Surgical resection is recommended for patients with biliary cysts since they have an increased risk for malignant transformation. In our study most of patients with biliary cysts was treated with resection with bilioenteric anastomosis and 1 (4%) of them had a report of carcinoma, which shows the presence of malignant transformation of this pathology and the risk for young patients to have a carcinoma, also this patient had postoperative complications such as stenosis attributed to the oncologic diagnosis. Postoperative complications in our patients were stenosis of bilioenteric anastomosis in 3 (12%) patients, but survival is 100% in our group, which shows the importance of early diagnosis and accurate surgical treatment that results in a good prognosis.
6. Conclusions
Biliary cysts require an accurate diagnosis and surgical treatment in order to decrease the risk of malignant transformation and progression of the disease.

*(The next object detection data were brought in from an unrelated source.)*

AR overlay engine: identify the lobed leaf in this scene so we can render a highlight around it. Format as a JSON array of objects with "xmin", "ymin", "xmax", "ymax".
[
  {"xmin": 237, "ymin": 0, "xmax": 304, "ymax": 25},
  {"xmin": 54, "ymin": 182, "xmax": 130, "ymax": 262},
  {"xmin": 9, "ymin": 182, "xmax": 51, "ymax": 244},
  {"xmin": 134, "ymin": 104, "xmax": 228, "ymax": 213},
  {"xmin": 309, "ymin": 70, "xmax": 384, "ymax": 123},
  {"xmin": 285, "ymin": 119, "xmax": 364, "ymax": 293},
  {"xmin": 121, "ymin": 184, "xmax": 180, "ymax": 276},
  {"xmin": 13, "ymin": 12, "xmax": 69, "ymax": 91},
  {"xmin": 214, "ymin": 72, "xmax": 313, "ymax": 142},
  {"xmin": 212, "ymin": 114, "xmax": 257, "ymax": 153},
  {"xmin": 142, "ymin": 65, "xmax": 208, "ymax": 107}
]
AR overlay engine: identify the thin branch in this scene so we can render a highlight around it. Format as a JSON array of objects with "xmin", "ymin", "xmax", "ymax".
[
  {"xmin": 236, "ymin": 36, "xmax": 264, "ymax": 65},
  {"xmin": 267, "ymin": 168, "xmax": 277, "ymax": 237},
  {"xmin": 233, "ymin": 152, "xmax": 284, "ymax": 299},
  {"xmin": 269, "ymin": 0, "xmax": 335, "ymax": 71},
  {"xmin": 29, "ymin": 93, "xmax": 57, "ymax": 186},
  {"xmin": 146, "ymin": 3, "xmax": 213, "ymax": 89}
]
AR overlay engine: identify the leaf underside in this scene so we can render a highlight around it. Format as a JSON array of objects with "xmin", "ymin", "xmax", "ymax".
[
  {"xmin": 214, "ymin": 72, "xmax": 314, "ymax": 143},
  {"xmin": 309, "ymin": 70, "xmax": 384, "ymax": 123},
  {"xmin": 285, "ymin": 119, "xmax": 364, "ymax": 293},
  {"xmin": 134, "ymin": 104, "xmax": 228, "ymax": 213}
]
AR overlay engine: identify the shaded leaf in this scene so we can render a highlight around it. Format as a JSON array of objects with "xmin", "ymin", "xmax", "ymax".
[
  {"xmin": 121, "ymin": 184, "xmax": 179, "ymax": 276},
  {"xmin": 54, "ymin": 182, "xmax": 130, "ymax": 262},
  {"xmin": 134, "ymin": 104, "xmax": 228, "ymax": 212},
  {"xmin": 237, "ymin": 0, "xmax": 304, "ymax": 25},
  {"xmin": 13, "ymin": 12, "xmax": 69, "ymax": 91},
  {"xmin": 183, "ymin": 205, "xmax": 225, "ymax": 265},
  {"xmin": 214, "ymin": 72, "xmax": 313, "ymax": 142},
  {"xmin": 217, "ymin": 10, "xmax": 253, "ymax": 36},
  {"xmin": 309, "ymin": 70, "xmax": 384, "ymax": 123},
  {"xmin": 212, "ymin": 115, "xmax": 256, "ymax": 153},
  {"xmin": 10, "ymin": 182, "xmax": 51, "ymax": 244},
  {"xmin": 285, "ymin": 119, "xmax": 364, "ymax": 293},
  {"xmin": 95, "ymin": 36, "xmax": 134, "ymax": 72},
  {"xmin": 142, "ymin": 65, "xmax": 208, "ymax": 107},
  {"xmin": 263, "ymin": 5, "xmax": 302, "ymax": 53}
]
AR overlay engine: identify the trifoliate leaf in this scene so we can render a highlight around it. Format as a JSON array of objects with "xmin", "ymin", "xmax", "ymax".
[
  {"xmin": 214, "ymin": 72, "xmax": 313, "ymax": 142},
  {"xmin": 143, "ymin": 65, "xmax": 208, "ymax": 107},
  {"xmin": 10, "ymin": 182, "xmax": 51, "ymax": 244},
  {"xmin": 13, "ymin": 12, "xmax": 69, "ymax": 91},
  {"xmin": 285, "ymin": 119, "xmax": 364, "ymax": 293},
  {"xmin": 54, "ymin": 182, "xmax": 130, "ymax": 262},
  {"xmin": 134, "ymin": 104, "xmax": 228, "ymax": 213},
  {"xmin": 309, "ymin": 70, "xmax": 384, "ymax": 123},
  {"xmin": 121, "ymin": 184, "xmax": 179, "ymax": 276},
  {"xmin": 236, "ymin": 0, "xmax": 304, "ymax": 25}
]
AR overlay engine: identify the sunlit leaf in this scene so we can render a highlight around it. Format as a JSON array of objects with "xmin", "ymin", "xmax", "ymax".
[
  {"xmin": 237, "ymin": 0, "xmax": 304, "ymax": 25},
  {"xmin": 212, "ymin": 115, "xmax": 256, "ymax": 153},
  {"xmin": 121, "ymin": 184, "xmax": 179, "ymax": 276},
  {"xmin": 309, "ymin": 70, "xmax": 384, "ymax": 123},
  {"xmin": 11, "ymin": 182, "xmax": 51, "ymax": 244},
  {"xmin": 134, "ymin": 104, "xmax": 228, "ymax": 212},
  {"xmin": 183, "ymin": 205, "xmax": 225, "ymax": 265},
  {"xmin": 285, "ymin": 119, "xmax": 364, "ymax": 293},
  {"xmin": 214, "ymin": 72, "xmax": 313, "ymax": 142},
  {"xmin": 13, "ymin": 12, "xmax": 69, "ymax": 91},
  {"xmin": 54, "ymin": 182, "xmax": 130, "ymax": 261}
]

Most of the patients with dilatation or cysts can be treated with surgical resection and bilioenteric reconstruction. Precise surgical treatment is needed for biliary cysts to achieve complete resection and a long term postoperative follow up is mandatory for this patients because of the risk of developing malignant transformation. In our center the standard of treatment is surgical resection with bilioenteric anastomosis and long term follow up with adequate outcomes for our patients.
Ethical approval
Approved by the local research committee on 22/06/2009, reference R-2009-3601-98.
It is an observational study, no interventions were done to the patients in this study.
Source of funding
This research did not receive any specific grant from funding agencies in the public, commercial, or not-for-profit sectors.
Author contribution
All authors contributed equally to this paper.
Conflicts of interest
The authors declare no conflict of interests.
Trial registry number
researchregistry1239.
Guarantor
Cesar Antonio Martínez Ortiz MD.
Consent
Written informed consent was obtained from the patient for publication of this report.